To test whether a gene's expression is under stabilizing selection, we used a likelihood ratio test to compare the fit with no selection (α = 0; Brownian motion only) (Fig. 2A, top) to one with stabilizing selection (α > 0, OU process) (Fig. 2A, bottom). (Although we visually display patterns of expression evolution with respect to a single reference species [e.g., Fig. 1B], both models account for evolutionary distances across the entire phylogenetic tree, not just the relative distance to one reference species.) Because the expression level estimates of lowly expressed genes are associated with high technical variation and their true biological variation across species are less likely to be accurately inferred (Supplemental Fig. S10A; Silvestro et al. 2015), throughout all analyses, we focus only on genes expressed over five transcripts per million (TPM), resulting in between 3428 and 5822 genes for analysis, depending on the tissue (Supplemental Methods; Supplemental Fig. S10B).

Figure 2.

Figure 2.

Quantification of neutral and constrained selection on gene expression using the OU model parameters. (A) Detection of stabilizing selection. Pairwise mean squared expression distances (y-axis) between mammals and human for liver samples across evolutionary time (x-axis) for genes whose expression evolution fits better under a Brownian motion (BM) process (top), indicating neutral evolution, and genes whose expression evolution fits better an Ornstein–Uhlenbeck (OU) process (bottom), indicating the presence of stabilizing selection: (solids lines) linear regression fit for BM genes and nonlinear regression fit for OU genes. (B) Neutral and stabilizing selection across genes and tissues. Heatmap indicating genes (rows) whose expression is predicted to be evolving under neutral evolution (blue) or stabilizing selection (red) across five different tissues (columns); (gray) genes that are expressed <5 TPM. (C,D) Evolutionary variance across tissues and processes. (C) Heatmap shows estimated evolutionary variance of expression (orange: low; purple: high) across genes (columns) in five tissues (rows); (gray) genes expressed <5 TPM. (D) Bar plot of −log10 FDR values for significantly enriched GO categories of low (light gray) and high (dark gray) variance genes within each tissue; (*) category enriched in every tissue. (E) Relationship between sequence and expression evolution. Binned scatter plot of log(evolutionary variance) of liver expression (x-axis) versus sequence conservation, as measured by the phyloP score (y-axis). Median variance and phyloP scores are indicated by vertical and horizontal dotted lines, respectively. Enriched GO categories (FDR <0.001) for genes in each quadrant of the scatter plot are listed on the right.

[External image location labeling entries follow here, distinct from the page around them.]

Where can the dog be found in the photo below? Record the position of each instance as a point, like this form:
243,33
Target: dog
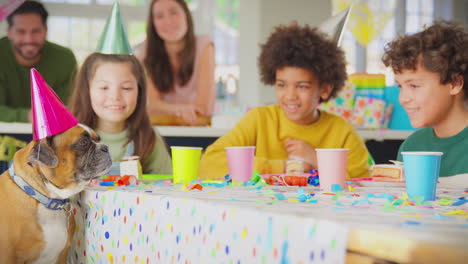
38,229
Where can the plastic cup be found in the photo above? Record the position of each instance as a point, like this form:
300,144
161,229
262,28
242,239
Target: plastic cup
185,163
240,162
421,172
332,164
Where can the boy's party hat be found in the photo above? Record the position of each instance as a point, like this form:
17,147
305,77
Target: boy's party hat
50,116
114,39
334,26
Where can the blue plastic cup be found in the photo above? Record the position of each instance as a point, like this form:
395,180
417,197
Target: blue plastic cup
422,172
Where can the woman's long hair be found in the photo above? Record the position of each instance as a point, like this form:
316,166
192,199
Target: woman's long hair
138,124
157,62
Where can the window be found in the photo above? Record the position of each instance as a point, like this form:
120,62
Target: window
415,13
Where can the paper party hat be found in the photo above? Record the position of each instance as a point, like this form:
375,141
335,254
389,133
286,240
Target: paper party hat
114,39
50,116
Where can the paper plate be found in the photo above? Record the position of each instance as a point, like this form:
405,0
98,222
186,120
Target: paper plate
370,182
155,177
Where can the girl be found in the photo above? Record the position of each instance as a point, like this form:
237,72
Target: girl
179,64
110,97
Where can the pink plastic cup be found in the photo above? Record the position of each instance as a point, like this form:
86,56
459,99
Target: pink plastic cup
240,162
332,165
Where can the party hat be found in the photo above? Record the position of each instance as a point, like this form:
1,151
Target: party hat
6,8
335,25
50,116
114,39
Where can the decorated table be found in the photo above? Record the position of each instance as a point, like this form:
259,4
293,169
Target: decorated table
267,224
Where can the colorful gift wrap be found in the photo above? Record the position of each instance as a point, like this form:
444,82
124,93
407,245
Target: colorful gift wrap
368,112
343,104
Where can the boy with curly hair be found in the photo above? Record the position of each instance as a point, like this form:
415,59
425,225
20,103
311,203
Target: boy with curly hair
306,69
431,69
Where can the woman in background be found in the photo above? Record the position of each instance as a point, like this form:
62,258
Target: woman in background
179,65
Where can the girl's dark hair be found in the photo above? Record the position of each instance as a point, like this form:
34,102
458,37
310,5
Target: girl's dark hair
303,47
138,124
440,48
157,62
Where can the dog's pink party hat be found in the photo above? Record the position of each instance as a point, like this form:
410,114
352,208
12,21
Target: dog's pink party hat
50,116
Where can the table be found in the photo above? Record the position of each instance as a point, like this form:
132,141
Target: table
266,224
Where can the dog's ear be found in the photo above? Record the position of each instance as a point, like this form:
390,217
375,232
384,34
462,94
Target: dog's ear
43,155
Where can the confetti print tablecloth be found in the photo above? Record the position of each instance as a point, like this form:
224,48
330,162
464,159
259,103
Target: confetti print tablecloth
164,224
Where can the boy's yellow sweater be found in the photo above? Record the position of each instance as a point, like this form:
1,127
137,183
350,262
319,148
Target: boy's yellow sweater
268,127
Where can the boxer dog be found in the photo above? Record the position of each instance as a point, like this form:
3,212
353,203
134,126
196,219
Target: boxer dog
35,221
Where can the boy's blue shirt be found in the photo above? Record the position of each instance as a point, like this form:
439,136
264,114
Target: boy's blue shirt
455,149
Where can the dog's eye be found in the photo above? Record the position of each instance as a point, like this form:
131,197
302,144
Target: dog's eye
84,141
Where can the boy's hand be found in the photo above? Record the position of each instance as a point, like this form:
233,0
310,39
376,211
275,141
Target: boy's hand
301,149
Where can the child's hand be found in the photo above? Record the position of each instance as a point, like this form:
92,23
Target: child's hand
301,149
188,113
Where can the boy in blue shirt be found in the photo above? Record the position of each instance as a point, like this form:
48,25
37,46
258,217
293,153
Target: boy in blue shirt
431,69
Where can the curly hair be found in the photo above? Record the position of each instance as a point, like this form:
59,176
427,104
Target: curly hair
303,47
441,48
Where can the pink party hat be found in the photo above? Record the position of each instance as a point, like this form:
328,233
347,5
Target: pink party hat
50,116
7,7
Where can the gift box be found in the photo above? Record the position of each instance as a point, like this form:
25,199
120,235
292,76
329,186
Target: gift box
370,112
131,166
343,104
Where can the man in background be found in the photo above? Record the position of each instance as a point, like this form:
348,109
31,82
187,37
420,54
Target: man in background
26,47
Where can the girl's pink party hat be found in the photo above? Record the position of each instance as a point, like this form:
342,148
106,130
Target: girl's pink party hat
50,116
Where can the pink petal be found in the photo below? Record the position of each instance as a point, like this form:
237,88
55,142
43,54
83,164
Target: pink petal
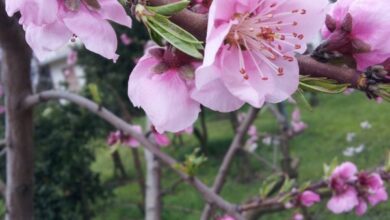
161,139
308,198
380,195
164,97
45,39
95,32
344,202
346,170
215,96
361,208
39,12
309,25
114,11
12,6
255,90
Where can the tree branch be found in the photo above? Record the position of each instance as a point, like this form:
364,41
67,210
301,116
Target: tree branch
234,147
120,124
15,68
196,24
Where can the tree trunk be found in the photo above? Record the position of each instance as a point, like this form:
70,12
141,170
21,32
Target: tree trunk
19,122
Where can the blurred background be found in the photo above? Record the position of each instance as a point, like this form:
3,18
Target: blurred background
79,176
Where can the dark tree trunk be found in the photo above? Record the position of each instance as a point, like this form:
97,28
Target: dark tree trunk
19,123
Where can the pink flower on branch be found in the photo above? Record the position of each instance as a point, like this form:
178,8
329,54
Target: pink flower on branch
49,25
296,122
352,190
359,28
250,48
345,196
118,137
371,190
161,83
308,198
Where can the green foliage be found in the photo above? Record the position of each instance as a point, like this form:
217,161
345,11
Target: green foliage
169,9
65,186
160,27
192,163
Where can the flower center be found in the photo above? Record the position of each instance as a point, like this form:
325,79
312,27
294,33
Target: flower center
265,34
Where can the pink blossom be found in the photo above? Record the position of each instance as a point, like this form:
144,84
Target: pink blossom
296,123
162,88
188,130
298,216
72,58
126,40
309,198
161,139
118,137
359,28
49,25
345,196
225,217
379,100
250,47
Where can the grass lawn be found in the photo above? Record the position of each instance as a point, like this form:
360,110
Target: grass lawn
324,140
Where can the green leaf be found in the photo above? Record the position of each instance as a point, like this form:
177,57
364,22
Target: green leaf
328,169
287,185
301,100
169,9
175,30
155,37
94,90
183,46
268,185
321,84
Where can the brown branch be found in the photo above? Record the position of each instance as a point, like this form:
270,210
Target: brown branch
197,25
191,21
19,122
234,147
117,122
260,206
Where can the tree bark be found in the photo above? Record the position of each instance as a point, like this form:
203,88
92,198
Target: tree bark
19,122
153,186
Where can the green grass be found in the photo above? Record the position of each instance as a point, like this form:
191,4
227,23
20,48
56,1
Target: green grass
324,140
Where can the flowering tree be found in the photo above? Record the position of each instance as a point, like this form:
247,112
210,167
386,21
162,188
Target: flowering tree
220,54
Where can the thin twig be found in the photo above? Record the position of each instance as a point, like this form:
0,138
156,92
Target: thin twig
120,124
234,147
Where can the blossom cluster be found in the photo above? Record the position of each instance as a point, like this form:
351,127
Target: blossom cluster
50,25
353,190
249,58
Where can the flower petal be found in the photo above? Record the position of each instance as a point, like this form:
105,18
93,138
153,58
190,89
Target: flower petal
114,11
95,32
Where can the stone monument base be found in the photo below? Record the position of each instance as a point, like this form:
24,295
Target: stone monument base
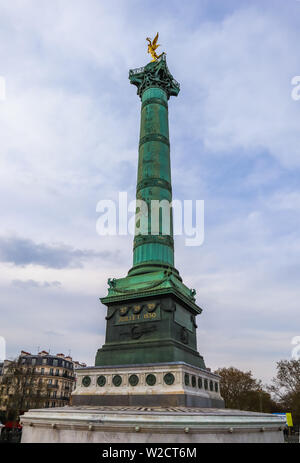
149,425
157,384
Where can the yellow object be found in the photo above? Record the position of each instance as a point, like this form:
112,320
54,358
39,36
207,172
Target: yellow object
289,420
153,45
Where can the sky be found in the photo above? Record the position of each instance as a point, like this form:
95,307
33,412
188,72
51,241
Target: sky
69,128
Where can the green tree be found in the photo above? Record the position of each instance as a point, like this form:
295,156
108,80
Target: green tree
243,392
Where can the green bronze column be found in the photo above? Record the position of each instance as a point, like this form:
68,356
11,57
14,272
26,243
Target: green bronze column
155,85
151,313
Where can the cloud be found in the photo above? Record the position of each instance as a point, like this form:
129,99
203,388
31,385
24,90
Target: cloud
23,251
29,284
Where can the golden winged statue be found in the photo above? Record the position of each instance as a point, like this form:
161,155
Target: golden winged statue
153,45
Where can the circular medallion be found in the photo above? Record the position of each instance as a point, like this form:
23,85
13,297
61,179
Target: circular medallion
133,380
101,381
151,306
86,381
150,380
137,308
169,379
186,379
117,380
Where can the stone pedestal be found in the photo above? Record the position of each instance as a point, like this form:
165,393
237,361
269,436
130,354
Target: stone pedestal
149,425
160,384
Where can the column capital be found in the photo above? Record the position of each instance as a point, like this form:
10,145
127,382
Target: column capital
154,74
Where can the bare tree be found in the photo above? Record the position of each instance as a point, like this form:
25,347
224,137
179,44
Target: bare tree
241,391
286,387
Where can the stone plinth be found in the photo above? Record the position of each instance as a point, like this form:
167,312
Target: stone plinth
162,384
149,425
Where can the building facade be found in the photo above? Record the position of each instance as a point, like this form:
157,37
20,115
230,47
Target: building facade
47,381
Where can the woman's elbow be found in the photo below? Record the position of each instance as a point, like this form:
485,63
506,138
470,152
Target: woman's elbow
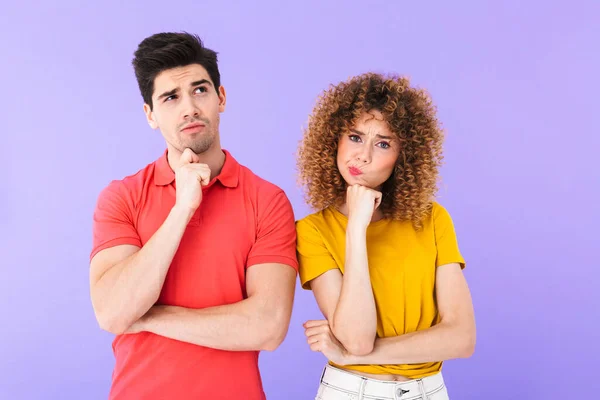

On average, the expression of 83% of genes tested (range: 77%–90%; false discovery rate [FDR] < 0.05) is better fit under a stabilizing selection model (Fig. 2A, bottom; Supplemental Fig. S11), although the expression of hundreds of genes within each tissue appeared to be neutrally evolving (Fig. 2A, top; Supplemental Fig. S11). The expression levels of 57% (5669/8912) of genes were under stabilizing selection in all tissues in which they were expressed, 39% (2722) were under stabilizing selection in only some of the tissues where they were expressed, and only 6% (521) were not under stabilizing selection in any of the tissues in our study (Fig. 2B).

We assessed our sensitivity and specificity to detect genes under expression-stabilizing selection using a jackknifing procedure, where we subsampled to consider phylogenies ranging from 3 to 16 species (Supplemental Methods). As expected, the number of genes called under stabilizing selection (i.e., rejecting the null hypothesis) increases as more species are included (Supplemental Fig. S12A), but does saturate at 14 species. Importantly, the discordance rate (relative to analysis of the full data set) is very low: <1% of genes that are found as under selection with a subsampled phylogeny are found to be neutral (i.e., accepting the null hypothesis) with the full phylogeny (Supplemental Fig. S12B).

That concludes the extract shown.